Institute of Theoretical Physics Application Process

Scientists can become involved in many different ways, and links to further information are provided above and in the left column.  One may apply to attend one of the future programs or register for a future conference.  Because of limitations of space and funds, participation in our programs is by invitation only, whereas our conferences are usually open to anyone interested, so long as we have room.  Those who are invited to participate in our program may request financial assistance to help defray the cost of their participation.  Those coming for extended visits who wish to bring family members can request supplementary financial assistance.

KITP sponsors special fellowships designed to provide opportunities to graduate students, recent PhD’s, and faculty at primarily undergraduate institutions.

KITP is a user-facility for scientists interested in any aspect of theoretical physics, broadly defined.  We are open to ideas for new ways that our institute could stimulate research progress in forefront areas.  Please contact the director with your suggestions.

How KITP programming model differ from the traditional academic conference

The “norm” for scientific conferences (a widespread activity in the academic world) is to hold a series of talks illustrated via presentation software.  These talks are generally “set” pieces, given with incremental modifications at several conferences and guest seminar appearances. These set pieces are designed to take up 55 minutes of the hour customary allotted to speakers with five minutes at the end reserved for audience participation in the form of questions or comments that can only invoke short responses.

This traditional conference-talk model functions more as an advertisement for the speaker’s research, than as a collaborative exploration of ideas.  Traditional academic conferences may well be productive, however the give-and-take conversations about ideas happen not so much in the lecture hall, but outside in the hallways.
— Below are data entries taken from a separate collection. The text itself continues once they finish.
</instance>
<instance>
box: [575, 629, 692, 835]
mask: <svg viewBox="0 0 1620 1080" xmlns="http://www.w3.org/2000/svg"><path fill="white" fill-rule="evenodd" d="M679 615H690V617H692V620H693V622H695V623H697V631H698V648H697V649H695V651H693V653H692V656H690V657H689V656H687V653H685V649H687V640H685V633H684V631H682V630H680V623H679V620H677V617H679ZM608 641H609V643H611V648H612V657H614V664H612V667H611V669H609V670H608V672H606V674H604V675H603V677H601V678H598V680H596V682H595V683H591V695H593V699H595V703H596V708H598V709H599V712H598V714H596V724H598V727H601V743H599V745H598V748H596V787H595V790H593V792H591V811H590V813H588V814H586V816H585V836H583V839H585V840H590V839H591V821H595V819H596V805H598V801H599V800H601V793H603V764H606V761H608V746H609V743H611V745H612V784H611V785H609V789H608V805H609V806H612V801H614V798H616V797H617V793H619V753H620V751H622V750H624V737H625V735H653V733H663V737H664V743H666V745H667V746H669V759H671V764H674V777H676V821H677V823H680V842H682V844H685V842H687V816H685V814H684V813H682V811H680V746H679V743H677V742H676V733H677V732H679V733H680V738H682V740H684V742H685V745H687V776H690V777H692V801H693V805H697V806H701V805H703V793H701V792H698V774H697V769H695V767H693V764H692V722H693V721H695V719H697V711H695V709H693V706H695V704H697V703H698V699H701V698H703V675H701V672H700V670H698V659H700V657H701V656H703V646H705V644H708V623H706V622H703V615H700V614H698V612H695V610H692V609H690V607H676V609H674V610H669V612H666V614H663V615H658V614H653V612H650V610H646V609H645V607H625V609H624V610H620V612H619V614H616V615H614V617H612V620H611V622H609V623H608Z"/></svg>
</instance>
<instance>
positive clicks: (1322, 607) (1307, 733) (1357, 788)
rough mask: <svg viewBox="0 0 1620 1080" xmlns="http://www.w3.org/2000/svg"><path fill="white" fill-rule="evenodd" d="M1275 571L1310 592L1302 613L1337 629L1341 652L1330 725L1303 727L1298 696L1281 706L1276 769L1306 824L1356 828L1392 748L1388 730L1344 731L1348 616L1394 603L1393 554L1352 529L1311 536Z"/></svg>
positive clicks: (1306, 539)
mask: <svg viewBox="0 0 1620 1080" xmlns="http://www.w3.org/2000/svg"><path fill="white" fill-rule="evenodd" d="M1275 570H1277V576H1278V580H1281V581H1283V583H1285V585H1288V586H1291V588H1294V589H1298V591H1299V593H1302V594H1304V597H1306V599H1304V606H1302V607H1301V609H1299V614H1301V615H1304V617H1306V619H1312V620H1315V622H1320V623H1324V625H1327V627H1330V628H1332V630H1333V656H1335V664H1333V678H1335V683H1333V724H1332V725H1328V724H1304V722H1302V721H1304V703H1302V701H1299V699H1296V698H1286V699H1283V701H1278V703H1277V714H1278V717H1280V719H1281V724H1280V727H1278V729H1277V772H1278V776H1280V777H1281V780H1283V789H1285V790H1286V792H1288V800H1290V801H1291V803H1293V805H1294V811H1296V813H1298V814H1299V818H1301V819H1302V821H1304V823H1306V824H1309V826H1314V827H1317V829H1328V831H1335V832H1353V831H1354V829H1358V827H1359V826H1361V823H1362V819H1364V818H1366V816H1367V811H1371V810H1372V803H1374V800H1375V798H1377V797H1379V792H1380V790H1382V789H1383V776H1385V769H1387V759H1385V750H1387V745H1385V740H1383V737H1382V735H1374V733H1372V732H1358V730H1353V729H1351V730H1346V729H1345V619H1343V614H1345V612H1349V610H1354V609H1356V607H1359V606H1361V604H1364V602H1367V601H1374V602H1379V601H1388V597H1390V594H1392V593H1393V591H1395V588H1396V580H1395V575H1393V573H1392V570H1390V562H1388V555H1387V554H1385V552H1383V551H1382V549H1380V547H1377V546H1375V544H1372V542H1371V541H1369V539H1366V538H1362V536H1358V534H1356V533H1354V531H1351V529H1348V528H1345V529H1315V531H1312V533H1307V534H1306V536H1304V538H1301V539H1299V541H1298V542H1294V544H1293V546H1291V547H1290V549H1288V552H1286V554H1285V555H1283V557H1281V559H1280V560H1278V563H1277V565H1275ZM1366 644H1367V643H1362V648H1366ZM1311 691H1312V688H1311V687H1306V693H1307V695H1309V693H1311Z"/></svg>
KITP’s model is designed to break that mold by inducing speakers and audience members to interact more frequently and more authentically. The idea is to adapt the dynamic hallway-mode (typically involving two or three conversers) to the otherwise static lecture hall format.  It takes, of course, much more time to work together to explore ideas than to give or listen to traditional conference talks. KITP programs can afford to extend these dialogues, as they are measured in weeks and months, instead of days.

Formerly, conferences with their fixed lecture format served as the mode for the pre-publication dissemination of ideas and results.  Now, scientists post their papers on the Internet.

It also used to be (and still is, in many cases) that scientists would go to a conference, give talks, write up the presentations, and submit them to organizers responsible for producing a volume of conference proceedings appearing a year later when interest in the contents had likely declined.